D.C. Mayor Muriel Bowser is ordering travelers into Washington from over half the country to self-quarantine due to a widespread escalation in new coronavirus cases.
Beginning Monday, anyone visiting or returning to the District for non-essential activities from 27 high-risk states will need to isolate themselves and self-monitor for symptoms of COVID-19 for 14 days.
High-risk coronavirus states
- New Mexico
- North Carolina
- North Dakota
- South Carolina
People coming into the District for essential purposes are not required to self-quarantine on their arrival. Instead, D.C. health officials advise those visitors to monitor for symptoms and seek medical attention or testing if they start to feel ill.
Travel to and from Maryland and Virginia is exempt from Bowser’s new order. The list is valid until Aug. 10, when local officials will reevaluate and post an updated list on the D.C. health department’s coronavirus portal.
“High-risk areas are locations where the seven-day moving average of daily new COVID-19 cases is 10 or more per 100,000 people,” Bowser said, on announcing the order at a news conference last week.
“We know, unfortunately, that there are states that are seeing significant spikes and new cases.
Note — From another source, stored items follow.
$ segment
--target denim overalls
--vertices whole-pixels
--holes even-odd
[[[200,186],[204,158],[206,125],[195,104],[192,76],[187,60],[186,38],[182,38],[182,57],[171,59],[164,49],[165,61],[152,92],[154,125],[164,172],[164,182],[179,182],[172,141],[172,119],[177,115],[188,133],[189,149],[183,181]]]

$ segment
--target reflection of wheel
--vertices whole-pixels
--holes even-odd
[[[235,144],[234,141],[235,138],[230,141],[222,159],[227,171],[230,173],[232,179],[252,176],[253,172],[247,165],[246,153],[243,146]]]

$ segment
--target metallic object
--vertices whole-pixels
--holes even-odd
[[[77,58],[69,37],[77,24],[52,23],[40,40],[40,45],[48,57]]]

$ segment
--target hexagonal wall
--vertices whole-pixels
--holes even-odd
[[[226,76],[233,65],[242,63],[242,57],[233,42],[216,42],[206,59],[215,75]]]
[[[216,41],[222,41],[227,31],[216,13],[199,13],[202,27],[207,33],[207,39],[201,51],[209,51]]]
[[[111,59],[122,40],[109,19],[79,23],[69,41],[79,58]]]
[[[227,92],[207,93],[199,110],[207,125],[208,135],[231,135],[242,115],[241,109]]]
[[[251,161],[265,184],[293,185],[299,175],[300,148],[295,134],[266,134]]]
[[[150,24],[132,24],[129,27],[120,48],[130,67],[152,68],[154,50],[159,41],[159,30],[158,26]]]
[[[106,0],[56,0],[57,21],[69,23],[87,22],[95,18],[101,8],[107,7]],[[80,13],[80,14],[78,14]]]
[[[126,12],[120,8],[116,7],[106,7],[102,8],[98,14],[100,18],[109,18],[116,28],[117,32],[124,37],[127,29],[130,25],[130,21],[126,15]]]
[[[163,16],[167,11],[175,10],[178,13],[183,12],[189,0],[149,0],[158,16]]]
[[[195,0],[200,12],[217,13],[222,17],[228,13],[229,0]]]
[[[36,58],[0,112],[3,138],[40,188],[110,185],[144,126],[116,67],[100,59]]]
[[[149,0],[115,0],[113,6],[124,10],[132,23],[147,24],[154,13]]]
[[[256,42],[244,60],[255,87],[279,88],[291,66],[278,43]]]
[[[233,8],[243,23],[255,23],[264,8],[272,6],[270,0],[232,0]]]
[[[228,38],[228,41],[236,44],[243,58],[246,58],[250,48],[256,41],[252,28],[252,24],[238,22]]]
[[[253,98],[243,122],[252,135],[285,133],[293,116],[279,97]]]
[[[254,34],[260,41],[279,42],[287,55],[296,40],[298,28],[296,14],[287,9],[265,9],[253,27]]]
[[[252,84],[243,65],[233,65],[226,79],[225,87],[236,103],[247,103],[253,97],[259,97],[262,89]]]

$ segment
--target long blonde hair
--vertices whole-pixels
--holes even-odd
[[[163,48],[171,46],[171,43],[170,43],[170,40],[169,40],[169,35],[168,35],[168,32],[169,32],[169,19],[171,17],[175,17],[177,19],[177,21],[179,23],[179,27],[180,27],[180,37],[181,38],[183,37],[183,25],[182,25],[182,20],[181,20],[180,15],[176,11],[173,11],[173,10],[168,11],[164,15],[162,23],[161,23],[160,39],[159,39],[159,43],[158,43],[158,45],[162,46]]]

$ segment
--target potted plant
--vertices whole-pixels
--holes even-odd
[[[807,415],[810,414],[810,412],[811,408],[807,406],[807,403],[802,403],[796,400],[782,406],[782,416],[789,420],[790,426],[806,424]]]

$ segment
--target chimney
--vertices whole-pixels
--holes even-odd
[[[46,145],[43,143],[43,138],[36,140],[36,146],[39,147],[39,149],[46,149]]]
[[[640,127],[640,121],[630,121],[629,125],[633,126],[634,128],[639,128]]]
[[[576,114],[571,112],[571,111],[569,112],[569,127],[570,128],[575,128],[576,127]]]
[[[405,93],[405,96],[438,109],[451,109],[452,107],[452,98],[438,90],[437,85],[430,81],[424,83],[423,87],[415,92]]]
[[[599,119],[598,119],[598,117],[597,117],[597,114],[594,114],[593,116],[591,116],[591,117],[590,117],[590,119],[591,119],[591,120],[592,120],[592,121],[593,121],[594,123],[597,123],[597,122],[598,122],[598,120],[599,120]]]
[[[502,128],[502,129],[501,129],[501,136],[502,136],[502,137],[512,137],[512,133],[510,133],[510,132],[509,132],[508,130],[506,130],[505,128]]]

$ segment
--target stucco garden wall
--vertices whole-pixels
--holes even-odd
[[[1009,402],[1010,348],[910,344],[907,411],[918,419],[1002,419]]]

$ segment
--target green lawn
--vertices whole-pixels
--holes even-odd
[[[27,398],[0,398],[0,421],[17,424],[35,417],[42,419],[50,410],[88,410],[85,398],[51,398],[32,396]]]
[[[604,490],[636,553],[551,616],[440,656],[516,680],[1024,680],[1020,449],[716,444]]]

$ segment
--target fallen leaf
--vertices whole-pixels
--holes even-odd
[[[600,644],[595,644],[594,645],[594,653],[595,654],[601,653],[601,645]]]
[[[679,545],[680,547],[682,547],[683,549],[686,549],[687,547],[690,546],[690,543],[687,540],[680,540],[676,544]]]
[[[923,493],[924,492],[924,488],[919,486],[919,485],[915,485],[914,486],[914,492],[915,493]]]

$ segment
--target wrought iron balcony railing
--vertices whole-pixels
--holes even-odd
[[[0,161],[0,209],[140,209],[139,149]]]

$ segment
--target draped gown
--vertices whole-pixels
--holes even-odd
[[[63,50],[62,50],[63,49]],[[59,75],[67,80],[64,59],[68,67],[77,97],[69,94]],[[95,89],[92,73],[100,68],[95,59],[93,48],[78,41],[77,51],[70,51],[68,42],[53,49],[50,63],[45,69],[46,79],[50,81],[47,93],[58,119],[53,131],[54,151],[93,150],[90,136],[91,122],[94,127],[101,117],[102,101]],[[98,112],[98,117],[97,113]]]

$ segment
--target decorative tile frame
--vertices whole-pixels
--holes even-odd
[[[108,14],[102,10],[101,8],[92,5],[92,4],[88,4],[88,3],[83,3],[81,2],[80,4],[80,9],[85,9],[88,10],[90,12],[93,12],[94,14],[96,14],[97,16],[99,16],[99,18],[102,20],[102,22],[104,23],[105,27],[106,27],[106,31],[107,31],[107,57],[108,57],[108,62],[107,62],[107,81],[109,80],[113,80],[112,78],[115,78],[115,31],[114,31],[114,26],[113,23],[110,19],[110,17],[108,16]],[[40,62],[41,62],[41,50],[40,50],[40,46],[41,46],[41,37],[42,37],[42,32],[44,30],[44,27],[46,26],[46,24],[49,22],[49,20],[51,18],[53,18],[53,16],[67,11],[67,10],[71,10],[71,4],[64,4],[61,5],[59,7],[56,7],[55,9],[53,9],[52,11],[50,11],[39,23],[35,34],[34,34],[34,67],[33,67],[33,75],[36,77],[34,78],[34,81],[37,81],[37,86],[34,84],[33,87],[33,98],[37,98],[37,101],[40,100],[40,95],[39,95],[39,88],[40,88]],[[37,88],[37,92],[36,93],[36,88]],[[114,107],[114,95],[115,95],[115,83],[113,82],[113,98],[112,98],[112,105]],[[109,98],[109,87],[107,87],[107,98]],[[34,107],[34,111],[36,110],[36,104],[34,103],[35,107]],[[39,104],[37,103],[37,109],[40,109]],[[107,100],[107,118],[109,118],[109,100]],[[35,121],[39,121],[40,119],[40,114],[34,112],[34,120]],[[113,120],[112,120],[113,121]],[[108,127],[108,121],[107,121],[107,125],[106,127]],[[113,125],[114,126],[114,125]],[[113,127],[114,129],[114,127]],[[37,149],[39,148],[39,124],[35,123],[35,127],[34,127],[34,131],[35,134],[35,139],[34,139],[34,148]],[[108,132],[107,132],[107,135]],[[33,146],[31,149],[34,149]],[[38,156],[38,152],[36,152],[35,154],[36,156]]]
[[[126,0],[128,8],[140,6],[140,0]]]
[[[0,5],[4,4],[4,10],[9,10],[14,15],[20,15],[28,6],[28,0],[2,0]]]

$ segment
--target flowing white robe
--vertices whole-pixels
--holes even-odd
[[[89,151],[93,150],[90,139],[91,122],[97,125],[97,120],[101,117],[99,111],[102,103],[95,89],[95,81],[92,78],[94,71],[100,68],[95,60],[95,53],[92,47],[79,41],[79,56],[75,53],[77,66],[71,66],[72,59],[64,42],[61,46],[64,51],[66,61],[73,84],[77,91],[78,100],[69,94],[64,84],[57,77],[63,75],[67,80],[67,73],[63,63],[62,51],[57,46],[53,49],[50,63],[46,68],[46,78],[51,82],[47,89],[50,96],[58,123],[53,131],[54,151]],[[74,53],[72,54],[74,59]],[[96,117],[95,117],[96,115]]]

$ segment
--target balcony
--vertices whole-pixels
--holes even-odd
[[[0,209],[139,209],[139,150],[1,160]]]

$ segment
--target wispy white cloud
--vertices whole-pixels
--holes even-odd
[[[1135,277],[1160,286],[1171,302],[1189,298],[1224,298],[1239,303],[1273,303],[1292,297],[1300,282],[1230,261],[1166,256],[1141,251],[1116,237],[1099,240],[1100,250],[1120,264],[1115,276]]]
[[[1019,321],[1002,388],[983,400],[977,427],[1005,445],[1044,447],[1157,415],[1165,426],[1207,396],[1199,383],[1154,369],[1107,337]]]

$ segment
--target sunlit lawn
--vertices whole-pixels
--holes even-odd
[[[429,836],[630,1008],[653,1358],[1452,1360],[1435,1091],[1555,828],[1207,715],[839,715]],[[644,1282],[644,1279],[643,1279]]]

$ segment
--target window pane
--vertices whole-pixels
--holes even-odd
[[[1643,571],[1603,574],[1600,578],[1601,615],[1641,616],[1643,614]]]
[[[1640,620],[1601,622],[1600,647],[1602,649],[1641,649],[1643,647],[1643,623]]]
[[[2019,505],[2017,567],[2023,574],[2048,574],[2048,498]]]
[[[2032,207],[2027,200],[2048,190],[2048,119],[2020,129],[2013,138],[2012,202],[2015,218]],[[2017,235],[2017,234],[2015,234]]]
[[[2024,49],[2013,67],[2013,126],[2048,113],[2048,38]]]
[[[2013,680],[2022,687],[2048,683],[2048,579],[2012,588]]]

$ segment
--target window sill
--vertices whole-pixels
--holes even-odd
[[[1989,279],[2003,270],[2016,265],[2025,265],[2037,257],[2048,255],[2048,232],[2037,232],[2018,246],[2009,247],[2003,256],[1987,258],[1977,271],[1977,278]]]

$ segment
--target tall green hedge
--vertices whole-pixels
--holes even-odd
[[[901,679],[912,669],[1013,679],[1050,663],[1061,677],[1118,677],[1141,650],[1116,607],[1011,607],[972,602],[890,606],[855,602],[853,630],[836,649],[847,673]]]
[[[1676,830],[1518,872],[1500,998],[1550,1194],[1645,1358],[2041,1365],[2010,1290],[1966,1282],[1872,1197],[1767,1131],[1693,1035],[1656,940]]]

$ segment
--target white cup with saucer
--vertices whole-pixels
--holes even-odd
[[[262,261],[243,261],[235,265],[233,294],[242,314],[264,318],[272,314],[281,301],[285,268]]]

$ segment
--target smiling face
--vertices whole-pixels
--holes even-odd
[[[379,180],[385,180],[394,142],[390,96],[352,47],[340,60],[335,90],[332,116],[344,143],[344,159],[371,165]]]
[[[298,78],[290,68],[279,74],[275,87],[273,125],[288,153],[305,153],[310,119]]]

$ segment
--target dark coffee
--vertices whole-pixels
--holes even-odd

We know that there are places where people are not being as cautious or making the sacrifices that we’re making here in D.C.”
Incoming college students from high-risk areas are included in the quarantine order. On Monday, health officials sent letters to District colleges and universities regarding their reopening plans and further guidance around testing, contact tracing and isolation procedures.
The new protocol for travelers comes days after Bowser tightened the city’s order on mandatory masks, requiring the public to wear face masks outside their homes and warning of a penalty up to $1,000 for those who do not adhere.
New coronavirus infections have been on an upswing throughout the D.C. region, following record increases throughout the South and West including California, Texas and Florida.
Though positivity rates remain well below the World Health Organization’s recommended 10% threshold in Virginia, Maryland and Washington, 7-day averages of newly-reported cases have been steadily rising in all three states since late June.
Daily statistics from state health departments show Virginia and Maryland are back to seeing daily case totals similar to late May or early June, averaging between 750 and 1,000 newly-reported cases per day — a noticeable surge. Both of D.C.’s neighbors are also experiencing a hike in pandemic-related hospitalizations.